Britain, Canada join allies in ‘diplomatic boycott’ of Beijing Olympics
Britain and Canada on Wednesday announced they were joining their allies Australia and the United States in a diplomatic boycott of the Beijing Winter Olympics in a move to protest China’s human rights record.
“There will be effectively a diplomatic boycott of the Winter Olympics in Beijing,” British Prime Minister Boris Johnson told parliament, saying there were no plans to send any government ministers to attend the February games.
Beijing responded by accusing Britain of trying to smear the winter Olympics.
“The Chinese government has not invited government ministers or officials from the UK to attend the Beijing Winter Olympics,” a spokesman for the Chinese embassy in London said.
“The Beijing Winter Olympics is a gathering of Olympic athletes and winter sports lovers across the world, not a tool of political manipulation for any country,” the spokesman said. “Making an issue out of the presence of government officials at the Beijing Winter Olympics is in essence a political smearing campaign.”
Later Thursday, Canadian Prime Minister Justin Trudeau told reporters his country would follow in the same footsteps.
“Many partners around the world are extremely concerned by the repeated human rights violations by the Chinese government,” he said. “That’s why we are announcing today that we will not be sending any diplomatic representation to the Beijing Olympics.”

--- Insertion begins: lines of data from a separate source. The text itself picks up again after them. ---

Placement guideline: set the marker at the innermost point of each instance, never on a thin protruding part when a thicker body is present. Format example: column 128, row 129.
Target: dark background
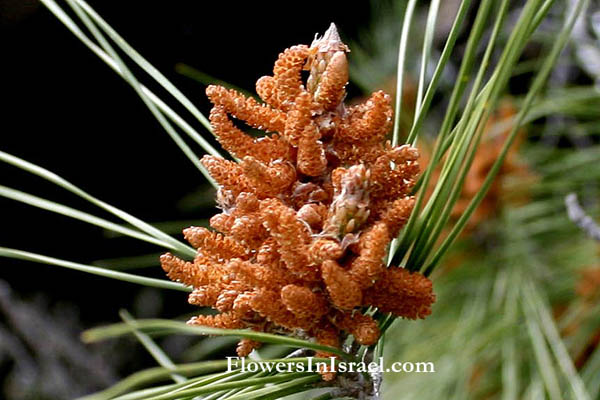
column 66, row 111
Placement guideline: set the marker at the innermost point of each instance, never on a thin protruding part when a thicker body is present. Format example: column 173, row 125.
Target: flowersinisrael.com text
column 334, row 365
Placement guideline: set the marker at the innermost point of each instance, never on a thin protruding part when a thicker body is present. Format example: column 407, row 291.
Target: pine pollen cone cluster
column 308, row 211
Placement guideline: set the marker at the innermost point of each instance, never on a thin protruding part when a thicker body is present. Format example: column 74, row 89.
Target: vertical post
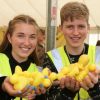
column 51, row 24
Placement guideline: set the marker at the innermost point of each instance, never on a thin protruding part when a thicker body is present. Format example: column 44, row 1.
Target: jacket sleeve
column 1, row 81
column 95, row 92
column 55, row 93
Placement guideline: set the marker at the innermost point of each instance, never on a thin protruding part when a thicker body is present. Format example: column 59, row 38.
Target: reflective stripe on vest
column 59, row 58
column 4, row 64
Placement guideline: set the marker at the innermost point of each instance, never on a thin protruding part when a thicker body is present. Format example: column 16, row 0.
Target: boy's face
column 75, row 31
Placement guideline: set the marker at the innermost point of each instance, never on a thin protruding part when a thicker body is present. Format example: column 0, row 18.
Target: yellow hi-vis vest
column 5, row 69
column 60, row 59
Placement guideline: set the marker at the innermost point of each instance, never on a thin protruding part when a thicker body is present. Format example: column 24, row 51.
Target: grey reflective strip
column 97, row 57
column 57, row 59
column 1, row 75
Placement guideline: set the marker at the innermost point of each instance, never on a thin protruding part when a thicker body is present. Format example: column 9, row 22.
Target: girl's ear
column 9, row 37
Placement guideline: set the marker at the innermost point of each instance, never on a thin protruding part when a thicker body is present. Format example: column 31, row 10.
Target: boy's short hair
column 74, row 10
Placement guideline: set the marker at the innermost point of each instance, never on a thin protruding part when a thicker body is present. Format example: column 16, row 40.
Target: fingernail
column 19, row 92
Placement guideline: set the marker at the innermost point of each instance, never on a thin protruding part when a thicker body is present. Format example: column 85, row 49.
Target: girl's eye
column 33, row 37
column 20, row 35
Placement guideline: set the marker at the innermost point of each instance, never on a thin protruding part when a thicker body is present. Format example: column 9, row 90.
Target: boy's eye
column 20, row 35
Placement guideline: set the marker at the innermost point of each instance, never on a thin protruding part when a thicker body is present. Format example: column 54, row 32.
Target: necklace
column 74, row 58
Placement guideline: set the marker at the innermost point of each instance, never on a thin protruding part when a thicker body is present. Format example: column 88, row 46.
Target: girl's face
column 23, row 41
column 75, row 32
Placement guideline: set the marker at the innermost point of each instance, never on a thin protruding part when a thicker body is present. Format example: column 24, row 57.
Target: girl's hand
column 70, row 83
column 90, row 80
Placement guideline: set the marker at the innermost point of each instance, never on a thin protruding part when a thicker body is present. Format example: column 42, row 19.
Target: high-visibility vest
column 5, row 69
column 60, row 59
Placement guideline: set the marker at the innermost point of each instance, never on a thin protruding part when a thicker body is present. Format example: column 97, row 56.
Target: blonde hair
column 11, row 26
column 74, row 10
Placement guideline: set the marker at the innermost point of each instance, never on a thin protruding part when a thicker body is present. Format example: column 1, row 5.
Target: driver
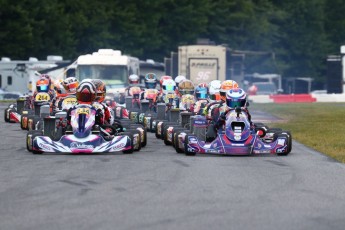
column 234, row 98
column 107, row 112
column 86, row 95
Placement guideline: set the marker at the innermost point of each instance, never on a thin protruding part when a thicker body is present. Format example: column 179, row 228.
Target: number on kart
column 83, row 111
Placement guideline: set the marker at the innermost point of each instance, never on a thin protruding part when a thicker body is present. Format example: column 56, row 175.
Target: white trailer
column 21, row 75
column 203, row 63
column 108, row 65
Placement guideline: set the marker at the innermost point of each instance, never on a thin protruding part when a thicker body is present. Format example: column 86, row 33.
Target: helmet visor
column 186, row 91
column 42, row 88
column 201, row 95
column 150, row 85
column 169, row 87
column 215, row 97
column 235, row 103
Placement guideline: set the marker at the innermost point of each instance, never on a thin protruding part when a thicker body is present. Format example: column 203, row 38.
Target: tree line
column 300, row 33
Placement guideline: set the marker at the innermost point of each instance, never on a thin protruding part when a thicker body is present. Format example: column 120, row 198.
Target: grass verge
column 320, row 126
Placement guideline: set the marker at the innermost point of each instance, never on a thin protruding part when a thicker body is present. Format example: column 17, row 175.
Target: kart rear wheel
column 289, row 142
column 136, row 134
column 186, row 149
column 6, row 113
column 24, row 121
column 176, row 143
column 30, row 136
column 129, row 151
column 143, row 133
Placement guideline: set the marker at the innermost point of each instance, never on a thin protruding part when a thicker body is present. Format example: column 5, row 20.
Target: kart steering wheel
column 118, row 127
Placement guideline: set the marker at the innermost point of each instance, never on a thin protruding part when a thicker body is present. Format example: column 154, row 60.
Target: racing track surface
column 157, row 188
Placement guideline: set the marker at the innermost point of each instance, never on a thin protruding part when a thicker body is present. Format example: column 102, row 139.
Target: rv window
column 9, row 80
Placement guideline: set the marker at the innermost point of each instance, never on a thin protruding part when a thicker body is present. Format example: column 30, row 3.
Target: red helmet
column 86, row 92
column 42, row 85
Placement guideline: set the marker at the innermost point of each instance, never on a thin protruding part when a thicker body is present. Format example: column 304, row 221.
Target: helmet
column 163, row 78
column 214, row 90
column 86, row 92
column 169, row 86
column 133, row 79
column 186, row 87
column 150, row 81
column 60, row 89
column 225, row 86
column 236, row 98
column 101, row 90
column 70, row 84
column 46, row 76
column 43, row 85
column 201, row 91
column 179, row 78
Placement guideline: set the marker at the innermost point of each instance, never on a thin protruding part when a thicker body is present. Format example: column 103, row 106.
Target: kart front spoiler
column 90, row 144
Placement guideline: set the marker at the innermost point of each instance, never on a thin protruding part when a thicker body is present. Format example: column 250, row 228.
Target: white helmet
column 169, row 86
column 133, row 79
column 179, row 78
column 214, row 86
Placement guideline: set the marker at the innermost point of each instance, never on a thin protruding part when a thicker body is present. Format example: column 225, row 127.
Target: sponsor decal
column 77, row 145
column 44, row 146
column 193, row 140
column 261, row 151
column 281, row 150
column 211, row 151
column 281, row 141
column 118, row 146
column 42, row 97
column 237, row 137
column 83, row 111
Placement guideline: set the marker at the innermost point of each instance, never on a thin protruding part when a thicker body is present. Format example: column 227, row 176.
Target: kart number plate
column 69, row 101
column 42, row 97
column 83, row 111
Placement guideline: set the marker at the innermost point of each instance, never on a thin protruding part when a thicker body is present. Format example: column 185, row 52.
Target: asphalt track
column 157, row 188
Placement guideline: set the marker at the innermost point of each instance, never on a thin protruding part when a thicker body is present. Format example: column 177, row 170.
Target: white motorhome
column 108, row 65
column 21, row 75
column 204, row 63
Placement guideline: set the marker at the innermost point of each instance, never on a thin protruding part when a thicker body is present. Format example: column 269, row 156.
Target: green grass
column 320, row 126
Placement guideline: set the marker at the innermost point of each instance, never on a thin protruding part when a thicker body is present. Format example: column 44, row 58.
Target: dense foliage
column 300, row 33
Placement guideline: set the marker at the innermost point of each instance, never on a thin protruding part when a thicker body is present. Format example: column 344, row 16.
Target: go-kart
column 12, row 113
column 238, row 138
column 82, row 137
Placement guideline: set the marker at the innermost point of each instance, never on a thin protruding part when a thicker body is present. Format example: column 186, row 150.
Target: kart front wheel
column 129, row 151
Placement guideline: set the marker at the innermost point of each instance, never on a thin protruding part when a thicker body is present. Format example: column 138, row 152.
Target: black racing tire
column 6, row 113
column 273, row 130
column 35, row 121
column 23, row 120
column 175, row 136
column 158, row 130
column 30, row 125
column 165, row 127
column 144, row 133
column 165, row 137
column 188, row 153
column 136, row 132
column 49, row 127
column 131, row 150
column 289, row 142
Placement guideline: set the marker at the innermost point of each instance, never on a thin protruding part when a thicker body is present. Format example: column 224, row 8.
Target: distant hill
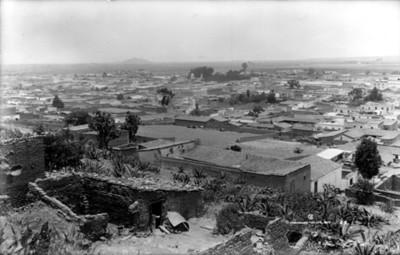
column 136, row 61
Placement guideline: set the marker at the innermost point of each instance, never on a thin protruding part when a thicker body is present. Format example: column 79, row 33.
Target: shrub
column 363, row 192
column 387, row 206
column 229, row 220
column 199, row 174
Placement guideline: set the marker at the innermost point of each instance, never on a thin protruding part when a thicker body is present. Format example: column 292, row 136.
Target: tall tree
column 76, row 118
column 61, row 151
column 57, row 102
column 271, row 98
column 105, row 125
column 131, row 124
column 367, row 158
column 167, row 95
column 244, row 66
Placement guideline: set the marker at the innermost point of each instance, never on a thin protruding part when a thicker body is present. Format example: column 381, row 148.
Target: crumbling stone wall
column 256, row 220
column 29, row 154
column 115, row 197
column 91, row 194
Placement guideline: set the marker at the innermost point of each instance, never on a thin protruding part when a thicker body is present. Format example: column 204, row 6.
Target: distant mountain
column 136, row 61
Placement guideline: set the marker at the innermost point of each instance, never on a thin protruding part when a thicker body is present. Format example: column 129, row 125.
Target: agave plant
column 364, row 249
column 247, row 203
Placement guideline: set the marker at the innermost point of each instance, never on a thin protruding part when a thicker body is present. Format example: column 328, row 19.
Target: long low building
column 290, row 176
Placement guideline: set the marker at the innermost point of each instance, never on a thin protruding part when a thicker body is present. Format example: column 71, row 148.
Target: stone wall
column 255, row 220
column 91, row 194
column 93, row 226
column 29, row 154
column 378, row 196
column 115, row 199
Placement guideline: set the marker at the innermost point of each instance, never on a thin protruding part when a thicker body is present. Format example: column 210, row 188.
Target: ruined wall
column 67, row 189
column 29, row 153
column 115, row 199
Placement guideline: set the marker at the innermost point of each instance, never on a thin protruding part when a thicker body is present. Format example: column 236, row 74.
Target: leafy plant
column 199, row 174
column 229, row 220
column 370, row 220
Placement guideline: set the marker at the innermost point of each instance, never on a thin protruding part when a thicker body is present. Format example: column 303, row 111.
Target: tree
column 293, row 84
column 271, row 98
column 204, row 71
column 244, row 66
column 76, row 118
column 131, row 124
column 367, row 158
column 355, row 94
column 120, row 96
column 105, row 125
column 196, row 111
column 167, row 95
column 57, row 102
column 374, row 95
column 60, row 150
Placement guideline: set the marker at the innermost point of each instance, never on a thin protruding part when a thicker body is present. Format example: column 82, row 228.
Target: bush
column 387, row 207
column 363, row 192
column 229, row 220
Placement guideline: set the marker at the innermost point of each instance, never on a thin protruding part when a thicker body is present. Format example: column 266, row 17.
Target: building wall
column 186, row 123
column 334, row 178
column 154, row 155
column 301, row 179
column 106, row 195
column 29, row 153
column 273, row 181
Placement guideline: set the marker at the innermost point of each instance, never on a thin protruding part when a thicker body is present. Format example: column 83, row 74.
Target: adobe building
column 25, row 159
column 290, row 176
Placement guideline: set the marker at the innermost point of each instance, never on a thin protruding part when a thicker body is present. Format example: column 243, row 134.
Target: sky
column 58, row 32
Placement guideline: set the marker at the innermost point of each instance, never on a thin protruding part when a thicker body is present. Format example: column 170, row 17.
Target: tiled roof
column 206, row 136
column 193, row 118
column 320, row 166
column 243, row 161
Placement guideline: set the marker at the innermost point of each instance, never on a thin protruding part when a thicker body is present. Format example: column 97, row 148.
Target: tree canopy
column 57, row 102
column 61, row 150
column 374, row 95
column 204, row 71
column 367, row 158
column 105, row 125
column 131, row 124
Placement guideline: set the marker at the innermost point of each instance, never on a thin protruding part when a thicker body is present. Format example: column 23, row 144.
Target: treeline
column 207, row 73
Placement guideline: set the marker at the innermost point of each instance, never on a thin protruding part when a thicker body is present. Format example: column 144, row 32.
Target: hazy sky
column 169, row 31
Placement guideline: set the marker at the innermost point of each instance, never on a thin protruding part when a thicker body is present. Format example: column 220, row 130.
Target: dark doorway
column 156, row 210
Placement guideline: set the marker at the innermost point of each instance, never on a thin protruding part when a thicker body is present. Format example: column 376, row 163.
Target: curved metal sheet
column 175, row 218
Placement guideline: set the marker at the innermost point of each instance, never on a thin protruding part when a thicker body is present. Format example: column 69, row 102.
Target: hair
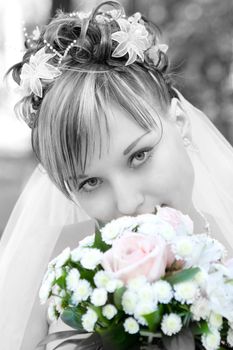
column 73, row 113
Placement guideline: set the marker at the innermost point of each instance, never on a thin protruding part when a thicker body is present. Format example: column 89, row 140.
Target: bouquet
column 145, row 282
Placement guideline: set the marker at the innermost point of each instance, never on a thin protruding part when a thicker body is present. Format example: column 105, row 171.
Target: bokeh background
column 200, row 38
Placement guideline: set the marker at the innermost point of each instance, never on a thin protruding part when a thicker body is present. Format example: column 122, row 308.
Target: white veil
column 212, row 159
column 25, row 250
column 42, row 211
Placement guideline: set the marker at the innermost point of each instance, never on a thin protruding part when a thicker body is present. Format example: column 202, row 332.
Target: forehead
column 114, row 137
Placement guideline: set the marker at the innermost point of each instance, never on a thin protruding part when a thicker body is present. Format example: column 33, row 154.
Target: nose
column 128, row 197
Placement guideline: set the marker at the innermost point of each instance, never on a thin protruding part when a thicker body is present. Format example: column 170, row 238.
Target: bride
column 113, row 137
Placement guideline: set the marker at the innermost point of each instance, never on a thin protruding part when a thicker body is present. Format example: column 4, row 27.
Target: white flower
column 109, row 311
column 146, row 293
column 132, row 39
column 72, row 279
column 171, row 324
column 58, row 304
column 61, row 259
column 46, row 287
column 82, row 292
column 163, row 291
column 91, row 257
column 51, row 312
column 112, row 285
column 101, row 279
column 56, row 290
column 99, row 296
column 215, row 321
column 76, row 254
column 82, row 15
column 136, row 283
column 89, row 320
column 230, row 337
column 87, row 241
column 183, row 247
column 35, row 70
column 200, row 309
column 201, row 278
column 131, row 326
column 144, row 308
column 116, row 227
column 58, row 272
column 211, row 340
column 186, row 292
column 129, row 302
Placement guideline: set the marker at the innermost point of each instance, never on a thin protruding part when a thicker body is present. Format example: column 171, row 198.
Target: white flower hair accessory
column 133, row 38
column 35, row 70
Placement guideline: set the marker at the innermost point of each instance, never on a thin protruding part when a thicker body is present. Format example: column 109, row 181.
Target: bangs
column 73, row 124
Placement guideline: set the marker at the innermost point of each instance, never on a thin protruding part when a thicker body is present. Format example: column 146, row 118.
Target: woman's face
column 135, row 172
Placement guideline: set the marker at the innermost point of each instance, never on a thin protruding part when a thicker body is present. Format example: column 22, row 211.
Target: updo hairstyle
column 74, row 109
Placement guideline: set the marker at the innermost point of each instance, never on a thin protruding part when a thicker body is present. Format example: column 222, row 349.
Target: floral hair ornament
column 35, row 70
column 133, row 38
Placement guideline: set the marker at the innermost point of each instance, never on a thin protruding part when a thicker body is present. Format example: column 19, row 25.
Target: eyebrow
column 133, row 144
column 126, row 151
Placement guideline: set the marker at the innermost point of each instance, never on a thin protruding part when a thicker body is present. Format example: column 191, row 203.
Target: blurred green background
column 200, row 38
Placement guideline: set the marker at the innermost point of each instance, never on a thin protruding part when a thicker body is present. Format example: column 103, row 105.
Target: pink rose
column 135, row 254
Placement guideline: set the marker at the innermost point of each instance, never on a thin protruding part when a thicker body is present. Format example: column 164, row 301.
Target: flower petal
column 119, row 36
column 132, row 57
column 36, row 86
column 120, row 50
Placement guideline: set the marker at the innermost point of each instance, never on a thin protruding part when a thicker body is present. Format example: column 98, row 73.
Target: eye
column 90, row 184
column 140, row 157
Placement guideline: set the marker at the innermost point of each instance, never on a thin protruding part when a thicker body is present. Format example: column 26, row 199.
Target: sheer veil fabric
column 42, row 211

The US was first out to announce its diplomatic boycott of the games on Tuesday, prompting Beijing to warn the US would “pay the price”.
Shortly after, Australia announced it would follow suit, but China’s response to that has so far been muted, with a spokesperson for the Chinese Embassy in Canberra saying it “runs counter to its (Canberra’s) publicly pronounced expectation to improve China-Australia relations”.
The allies have a growing discord with China over a slew of issues that has plunged relations into the most serious crisis since the Tiananmen Square crackdown in 1989.
They include human rights abuses in Xinjiang and a crackdown on pro-democracy groups in Hong Kong, a former British colony returned to Chinese rule in 1997.